Iowa State Education Association President Mike Beranek called for more effective prevention of gun violence in educational settings.
“Tragedy has hit close to home again. Our hearts go out to the victims, families and school community of Starts Right Here as they endure the unthinkable,” Beranek said in a statement. “We implore our elected leaders to consider effective strategies to eliminate gun violence and find solutions concrete that keep our students, educators and communities safe. Our schools must be bulwarks of safety, not receptacles of violence. This has to end. As a nation we have to recognize that this is (a) social problem that is seeping into our schools.”
Amid a busy day focused on education issues, the Iowa House held a moment of silence for the victims Monday at the request of Minority Leader Jennifer Konfrst, D-Windsor Heights.
“Just moments ago, two Des Moines students were killed in a shooting at the Starts Right Here nonprofit mentoring program on Southwest Fifth. An adult we believe is in serious condition. I would like to request a moment of silence for to honor the families of those who lost a child today and to honor and uplift Representative Ako Abdul-Samad, who is currently there helping to mend them afterward,” Konfrst said.
Sen. Brad Zaun, R-Urbandale, also led the Iowa Senate in a moment of silence.
“I’m just asking everyone to take a moment of silence, pray for the families of the victims and the victims, and for the people at this educational institution,” Zaun said.

Will Keeps founded Starts Right Here to combat youth violence
Holmes has said she founded Starts Right Here to help prevent youth violence. He said he was born on the South Side of Chicago and became involved with a gang there after traumatic events in his childhood.
“I thought the streets were my family,” he said as one of the hosts of the Des Moines Register Storytellers Project in 2018. “I thought these people on the streets would support me more than my family. I thought they would support me I would protect more than my own family would.”
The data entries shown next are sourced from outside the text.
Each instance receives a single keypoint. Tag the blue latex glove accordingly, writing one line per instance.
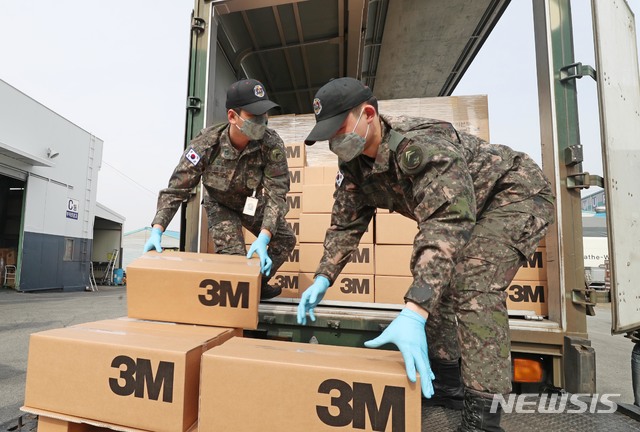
(310, 299)
(260, 246)
(407, 332)
(154, 241)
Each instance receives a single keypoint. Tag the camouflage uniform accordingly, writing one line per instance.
(480, 208)
(229, 177)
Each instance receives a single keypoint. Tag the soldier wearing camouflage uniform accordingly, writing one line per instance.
(480, 208)
(245, 177)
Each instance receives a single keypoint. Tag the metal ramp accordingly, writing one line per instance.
(107, 278)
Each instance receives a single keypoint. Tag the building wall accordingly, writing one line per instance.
(589, 203)
(60, 199)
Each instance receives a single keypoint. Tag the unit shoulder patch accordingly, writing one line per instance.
(276, 155)
(192, 157)
(412, 159)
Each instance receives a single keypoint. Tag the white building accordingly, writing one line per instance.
(48, 184)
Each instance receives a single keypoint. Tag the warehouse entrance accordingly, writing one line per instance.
(11, 213)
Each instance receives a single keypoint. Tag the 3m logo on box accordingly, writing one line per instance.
(294, 205)
(294, 201)
(352, 404)
(294, 256)
(526, 293)
(286, 281)
(296, 176)
(138, 375)
(218, 292)
(535, 261)
(293, 152)
(528, 296)
(361, 256)
(535, 267)
(354, 285)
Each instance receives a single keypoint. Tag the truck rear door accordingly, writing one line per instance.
(619, 97)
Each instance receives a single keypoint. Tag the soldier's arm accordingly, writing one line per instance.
(446, 215)
(185, 177)
(350, 218)
(275, 183)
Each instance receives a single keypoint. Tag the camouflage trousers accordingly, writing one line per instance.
(225, 228)
(471, 321)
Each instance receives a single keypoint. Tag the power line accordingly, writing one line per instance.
(155, 194)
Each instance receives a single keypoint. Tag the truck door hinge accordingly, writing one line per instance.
(198, 25)
(576, 70)
(585, 297)
(584, 180)
(194, 103)
(573, 155)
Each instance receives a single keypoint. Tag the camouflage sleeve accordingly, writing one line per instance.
(350, 218)
(185, 177)
(446, 214)
(275, 182)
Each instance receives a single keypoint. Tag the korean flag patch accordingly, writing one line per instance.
(193, 157)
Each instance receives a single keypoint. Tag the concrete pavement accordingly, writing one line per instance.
(22, 314)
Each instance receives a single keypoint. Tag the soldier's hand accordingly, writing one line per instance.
(154, 241)
(407, 332)
(310, 299)
(259, 246)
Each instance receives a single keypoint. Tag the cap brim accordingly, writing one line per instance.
(260, 107)
(325, 129)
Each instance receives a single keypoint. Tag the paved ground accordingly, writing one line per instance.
(22, 314)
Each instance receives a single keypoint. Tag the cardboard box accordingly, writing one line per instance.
(319, 198)
(391, 289)
(296, 154)
(292, 264)
(361, 261)
(289, 282)
(138, 374)
(535, 268)
(320, 175)
(467, 113)
(529, 296)
(393, 260)
(186, 287)
(347, 287)
(328, 384)
(296, 176)
(313, 227)
(294, 224)
(50, 424)
(54, 422)
(294, 204)
(394, 228)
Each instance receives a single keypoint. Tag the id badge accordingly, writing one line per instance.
(250, 206)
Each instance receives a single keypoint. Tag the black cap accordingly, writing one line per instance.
(249, 95)
(332, 104)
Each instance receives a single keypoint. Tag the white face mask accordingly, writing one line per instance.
(253, 128)
(350, 145)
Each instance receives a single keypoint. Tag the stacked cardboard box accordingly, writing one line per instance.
(137, 375)
(356, 282)
(392, 245)
(143, 372)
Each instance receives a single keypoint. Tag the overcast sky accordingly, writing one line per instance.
(118, 69)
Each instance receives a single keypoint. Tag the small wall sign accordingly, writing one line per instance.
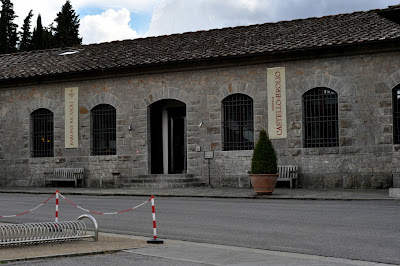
(208, 155)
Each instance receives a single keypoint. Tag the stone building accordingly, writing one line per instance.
(149, 108)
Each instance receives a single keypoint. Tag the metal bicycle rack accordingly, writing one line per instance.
(29, 233)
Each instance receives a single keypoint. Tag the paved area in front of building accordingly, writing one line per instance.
(131, 250)
(280, 193)
(178, 252)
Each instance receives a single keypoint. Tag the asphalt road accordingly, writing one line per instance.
(363, 230)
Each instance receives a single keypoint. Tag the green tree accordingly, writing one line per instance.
(66, 33)
(264, 159)
(42, 37)
(8, 29)
(26, 34)
(37, 36)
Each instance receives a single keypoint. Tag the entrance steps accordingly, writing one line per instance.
(163, 181)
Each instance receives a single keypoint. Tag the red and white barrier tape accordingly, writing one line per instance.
(8, 216)
(106, 213)
(153, 210)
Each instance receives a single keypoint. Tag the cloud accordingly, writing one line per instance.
(131, 5)
(109, 26)
(177, 16)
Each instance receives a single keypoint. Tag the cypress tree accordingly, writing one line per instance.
(26, 35)
(37, 36)
(264, 159)
(66, 33)
(8, 29)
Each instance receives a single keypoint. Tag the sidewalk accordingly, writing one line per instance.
(120, 248)
(131, 250)
(204, 192)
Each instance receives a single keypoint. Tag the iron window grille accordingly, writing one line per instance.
(237, 123)
(320, 118)
(104, 130)
(42, 133)
(396, 115)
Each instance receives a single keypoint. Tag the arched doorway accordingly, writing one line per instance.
(167, 126)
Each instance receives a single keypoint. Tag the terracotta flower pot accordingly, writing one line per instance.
(263, 184)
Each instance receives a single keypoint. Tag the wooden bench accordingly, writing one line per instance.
(288, 173)
(66, 174)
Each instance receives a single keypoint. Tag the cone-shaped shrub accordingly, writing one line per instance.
(264, 159)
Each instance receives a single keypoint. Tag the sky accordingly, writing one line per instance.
(105, 20)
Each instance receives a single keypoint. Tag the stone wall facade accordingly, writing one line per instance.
(366, 156)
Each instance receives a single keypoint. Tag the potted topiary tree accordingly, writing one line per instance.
(264, 166)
Then he saw a friend shot and suffered a beating that nearly killed him, leaving him angry and aggressive, he said.
He brought those emotions to Iowa, he said, as well as his career as a rapper. But when his children challenged him to write a song about “what’s going on in the community,” he said, he came up with one that was about “opening up people on each side to hear each other and understand each other.”
It opened his eyes to the possibilities of change.
“You see, when I subtracted the negativity from my life and added hope and multiplied it to the people around me, I saw the division in my city begin to fade away,” he said. “It helped me be a more positive influence in my community.”
Writers Virginia Barreda, Samantha Hernandez and F. Amanda Tugade contributed to this article.